Obesity, Altered Fat Levels May Worsen Severity of RRMS, Study Found

Obesity, altered lipid (fat) levels, and elevated leptin — an hormone produced by fat cells — may contribute to neuroinflammation, and worse disease severity in people with relapsing-remitting multiple sclerosis (RRMS), research has found.

A study with the findings, titled “Obesity worsens central inflammation and disability in multiple sclerosis,” was published in Multiple Sclerosis Journal.

Prior studies revealed a link between metabolic unbalance, inflammation, and neurodegeneration in multiple sclerosis (MS).

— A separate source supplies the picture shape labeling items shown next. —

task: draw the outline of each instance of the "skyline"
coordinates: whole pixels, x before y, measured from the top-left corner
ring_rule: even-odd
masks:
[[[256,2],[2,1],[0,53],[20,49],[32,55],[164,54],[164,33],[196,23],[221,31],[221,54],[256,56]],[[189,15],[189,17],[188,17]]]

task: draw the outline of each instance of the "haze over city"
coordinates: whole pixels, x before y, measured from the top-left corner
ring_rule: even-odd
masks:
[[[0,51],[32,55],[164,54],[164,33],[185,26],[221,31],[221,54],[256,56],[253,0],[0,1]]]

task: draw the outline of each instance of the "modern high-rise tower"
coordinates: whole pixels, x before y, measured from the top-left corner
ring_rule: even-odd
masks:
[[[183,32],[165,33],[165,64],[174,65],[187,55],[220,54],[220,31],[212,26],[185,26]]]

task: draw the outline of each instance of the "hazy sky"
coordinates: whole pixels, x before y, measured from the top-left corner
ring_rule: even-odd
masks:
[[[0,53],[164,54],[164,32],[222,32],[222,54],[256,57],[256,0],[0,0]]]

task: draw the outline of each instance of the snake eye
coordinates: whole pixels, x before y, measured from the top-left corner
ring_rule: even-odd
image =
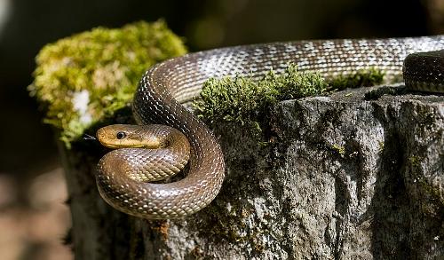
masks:
[[[117,138],[117,139],[123,139],[126,137],[126,133],[125,132],[117,132],[115,137]]]

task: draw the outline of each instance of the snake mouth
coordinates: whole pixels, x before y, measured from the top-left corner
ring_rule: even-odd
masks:
[[[120,149],[120,148],[145,148],[143,144],[140,145],[132,145],[132,144],[112,144],[112,143],[104,143],[101,142],[102,146],[111,149]]]

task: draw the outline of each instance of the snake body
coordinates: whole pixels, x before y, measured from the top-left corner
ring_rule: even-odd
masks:
[[[225,176],[221,148],[207,126],[183,106],[198,96],[202,83],[210,77],[259,77],[272,68],[279,72],[288,62],[294,62],[299,70],[318,71],[325,77],[376,67],[390,80],[402,75],[403,62],[408,54],[440,49],[444,49],[443,35],[300,41],[215,49],[155,65],[140,80],[133,99],[133,114],[139,124],[167,125],[185,135],[190,145],[188,174],[178,182],[147,183],[131,176],[132,169],[119,167],[120,162],[115,161],[121,159],[104,156],[99,163],[99,190],[117,209],[144,218],[187,216],[216,197]],[[444,68],[435,69],[436,62],[424,59],[425,56],[414,54],[406,59],[406,83],[414,91],[444,92]],[[433,52],[432,56],[440,53]],[[425,68],[420,68],[421,63]],[[434,73],[432,75],[431,71]],[[135,167],[151,163],[147,155],[134,158],[138,153],[123,149],[118,152],[118,158],[130,160],[127,165]]]

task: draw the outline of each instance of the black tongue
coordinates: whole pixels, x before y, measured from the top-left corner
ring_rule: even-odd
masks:
[[[95,137],[90,136],[89,134],[84,134],[83,139],[84,140],[97,140],[97,138]]]

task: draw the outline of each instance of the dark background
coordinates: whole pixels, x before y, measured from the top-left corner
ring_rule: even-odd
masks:
[[[26,87],[47,43],[97,26],[163,18],[191,51],[251,43],[439,33],[424,1],[0,0],[0,173],[24,177],[57,164],[51,130]],[[2,12],[0,11],[0,12]]]
[[[161,18],[197,51],[440,34],[443,17],[444,0],[0,0],[0,258],[72,256],[60,245],[70,221],[55,138],[27,91],[34,58],[44,44],[98,26]],[[45,206],[36,207],[42,201]]]

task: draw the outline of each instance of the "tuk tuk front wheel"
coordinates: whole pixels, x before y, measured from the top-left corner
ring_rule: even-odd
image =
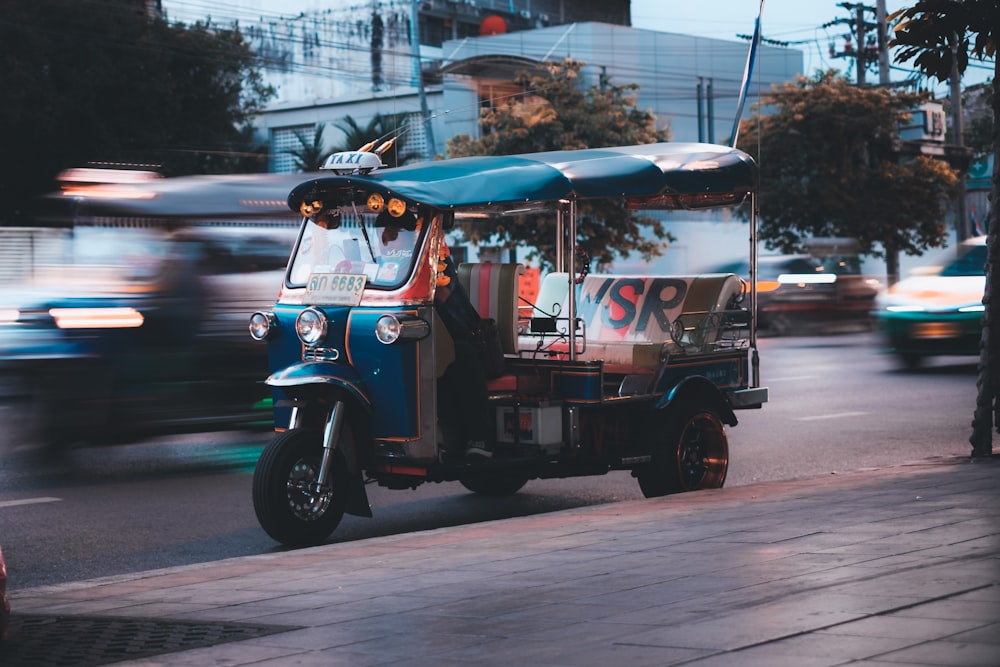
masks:
[[[719,415],[682,404],[664,421],[666,442],[654,445],[653,460],[635,471],[642,494],[656,498],[721,488],[729,469],[729,439]]]
[[[349,424],[341,438],[353,437]],[[264,448],[253,475],[253,507],[261,527],[291,547],[321,544],[336,529],[347,504],[347,468],[337,455],[327,485],[316,488],[323,437],[319,431],[292,429]]]

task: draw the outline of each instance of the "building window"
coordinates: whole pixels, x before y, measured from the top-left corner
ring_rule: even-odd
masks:
[[[299,166],[292,157],[293,152],[302,150],[299,137],[312,137],[316,132],[315,125],[292,125],[276,127],[271,130],[271,171],[276,174],[291,174],[299,171]]]

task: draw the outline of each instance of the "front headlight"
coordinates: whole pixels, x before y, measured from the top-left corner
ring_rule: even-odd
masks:
[[[310,347],[326,338],[327,326],[326,315],[318,308],[306,308],[295,318],[295,333]]]
[[[274,313],[257,311],[250,316],[250,337],[254,340],[264,340],[271,333],[271,328],[278,324]]]
[[[145,321],[135,308],[50,308],[60,329],[134,329]]]
[[[431,326],[419,317],[383,315],[375,322],[375,337],[385,345],[392,345],[397,340],[420,340],[430,331]]]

Obesity during childhood and adolescence is a known risk factor for MS, and alterations in the fat, or lipid, metabolism have been associated with a worse disease course in patients.

Researchers at the unit of neurology and neurorehabilitation at IRCCS Neuromed, in Italy, were interested in better understanding the relationship between lipid metabolism and MS because, they said, “interventions aimed at lowering abnormal serum lipid levels could reduce the accumulation of disability.”

To that end, they examined 140 RRMS patients to assess whether an elevated body mass index (BMI; a reflection of body fat mass), and an increase in lipids in the blood at the time of diagnosis, correlated with inflammation of the central nervous system (CNS; brain and spinal cord) and MS severity.

Among the participants, 83 had a normal weight, 33 were considered overweight, and 24 filled the criteria for obese.

Neuroinflammation was assessed by measuring multiple inflammatory molecules in patient samples of cerebrospinal fluid (CSF), a body fluid running through the brain and spinal cord. The CSF was collected by spinal tap.

The investigators then analyzed the lipids concentration in blood (serum), including triglycerides, total cholesterol, and high-density lipoprotein cholesterol (HDL), known as “good” chlolesterol.

The data revealed that, at the time of MS diagnosis, obese patients had a greater risk of disability, as measured by the Expanded Disability Status Scale (EDSS), a commonly used measure of MS severity.

Moreover, obesity was accompanied by higher levels of interleukin-6 (IL-6) and leptin, two well-known promoters of inflammation. Leptin is an hormone, released by fat cells in adipose tissue (a storage organ), that conveys signals to the brain. Leptin also is known to support pro-inflammatory responses against the CNS.

Unlike IL-6 and leptin, the CSF of obese patients tended to have less interleukin-13 (IL-13), an anti-inflammatory factor.

In contrast, more triglycerides and a higher ratio of total to HDL cholesterol — known as “bad” cholesterol — were associated with higher IL-6 levels in the CSF, the researchers said. This supports the relationship between the amount of lipids in the blood and neuroinflammation.

“This study confirms that obesity is associated with greater symptomatic severity of relapsing-remitting multiple sclerosis. In particular, the analysis of cerebrospinal fluid has highlighted the role of leptin produced by fat cells,” Mario Stampanoni Bassi, MD, neurologist at Neuromed and lead author of the study, said in a press release.

The results “suggest that excessive body weight, or altered lipid profile, are associated to increased central inflammation causing a worse clinical expression of the disease,” Stampanoni said.

The team said these findings “could provide new therapeutic opportunities aimed at limiting the negative impact of altered lipid metabolism on inflammatory response in MS, representing useful adjunctive strategies to modify the course of this potentially devastating disease.”

The study’s senior leader, Diego Centonze, MD, PhD, emphasized approaches focused on diet and exercise.

“Specific strategies, such as diet or increased physical activity, may therefore pave the way to the possibility of improving the condition of patients with multiple sclerosis, contrasting the increase of disability over time,” said Centonze, professor at University of Rome Tor Vergata and head of the neurology unit at Neuromed.